After a brief silence, Dorie said, “The Tempest Tower.”

“More specifically, to the suite.”

“You’re not the only Plenko who knew that suite.”

“No, but I’m the one who made the cards—including the Minor Arcana—and the only one who knew the suite’s new location.”

“You mean when it was no longer on the 100th floor.”

“The trigger needed RuBy on the other end to make it work. To get you there. RuBy with your DNA on it to give the card something to hunt for. Not just on its surface, but in the drug itself.”

“But I’d long ago given up RuBy, and—”

She stopped cold. Not long after transporting to the suite, she braved the balcony to find the RuBy she’d hidden there after she’d stopped using. Behind the old electromagnetic shield panel. The panel no one ever knew about except—

Terl.

She said, “Behind the panel.”

Terl Plenko nodded. “I knew about that hiding place. No other Plenko could have known about it.”

“Somehow, you worked with Lorway.”

“We . . . kept in touch. Even while she was in the Bubble.”

“How’d you manage that?”

“There were a lot of Minor Arcana Tarot cards for quantum travel. Dave Crowell never needed those to get to the Ultra universe. I had a few trusted friends on Barnard’s I could send. I didn’t dare go anywhere near there myself. I especially didn’t dare trying to contact you. In your new position as governor, it was too difficult to try and get to you.”

Dorie considered this and found it believable. “She swapped the package, didn’t she?”

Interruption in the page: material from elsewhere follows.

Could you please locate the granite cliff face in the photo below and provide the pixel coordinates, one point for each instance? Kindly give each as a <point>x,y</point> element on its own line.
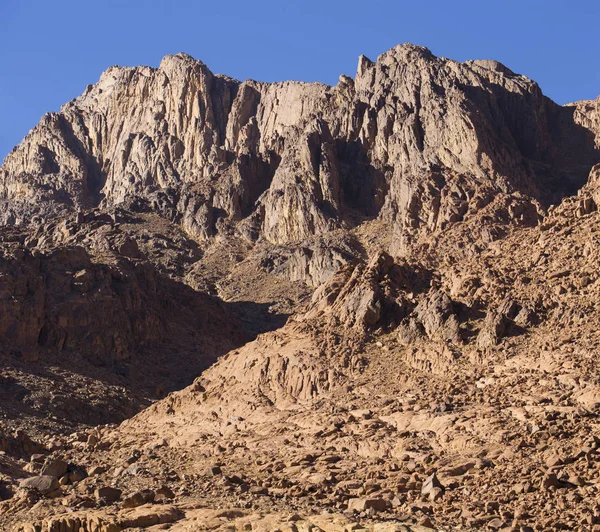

“When she traveled to the Tempest Tower before you did. She knew where I had hidden the RuBy in the suite.”

“And where was that?”

“In the cubby. The same one where Alan Brindos found the mortaline sculpture. The key that you yourself carried to help Crowell and Brindos open and destroy the vault of mortaline.”

A planet twisting out of shape . . . a sea of bodies struggling to break out.

“They were so intent on that sculpture,” Plenko continued, “they never searched much farther back in that cubby. It was well hidden.”

“You had that planted there that far back?” she asked incredulously. “Even before the start of the first Ultra scare?”

“Lots of Plan B scenarios.”

“Why didn’t you just leave it there then? Wouldn’t the trigger still have worked?”

“It would have. But you needed to find it. You needed to touch it, either the covering or the RuBy itself. That was the location tracer. That’s how we found you.”

“You and Dave. I mean, Lawrence.”

“Well, and Forno. He called it in to Jennifer Lisle.” He gave Dorie a look of sympathy. “I’m sorry. I didn’t expect you to roll and use it.”

Dorie lowered her head, but she nodded. She couldn’t blame him for what happened. She’d even thought it had helped her in that situation. Really, Sakson had already caused her relapse. Even now, she would need time and distance away from the drug—and a good therapist—to get back to where she’d once been.

More importantly, she knew. Terl. She knew this was truly her Terl Plenko. A wave of sadness washed over her—the last of the years without him whispering away—followed by a fresh wave of happiness. She broke into a wide smile and crossed the room to him.

He was ready for her. He slid off the table and fell to his knees so he could wrap his arms around her waist, and she could put her own arms around his neck. Barely.

“Oh God, Terl,” she said, her eyes misting. “I’ve missed you so much.”

“And I’ve missed you. I should’ve contacted you somehow.”

“It’s okay. It’s fine. You’re here now, and everything’s going to change. I love you. I love you, and I’m clearing your name once and for all. I’m bringing you back—”

“From the dead?”

“No,” she said, shaking her head. “It isn’t death when it’s a new beginning.”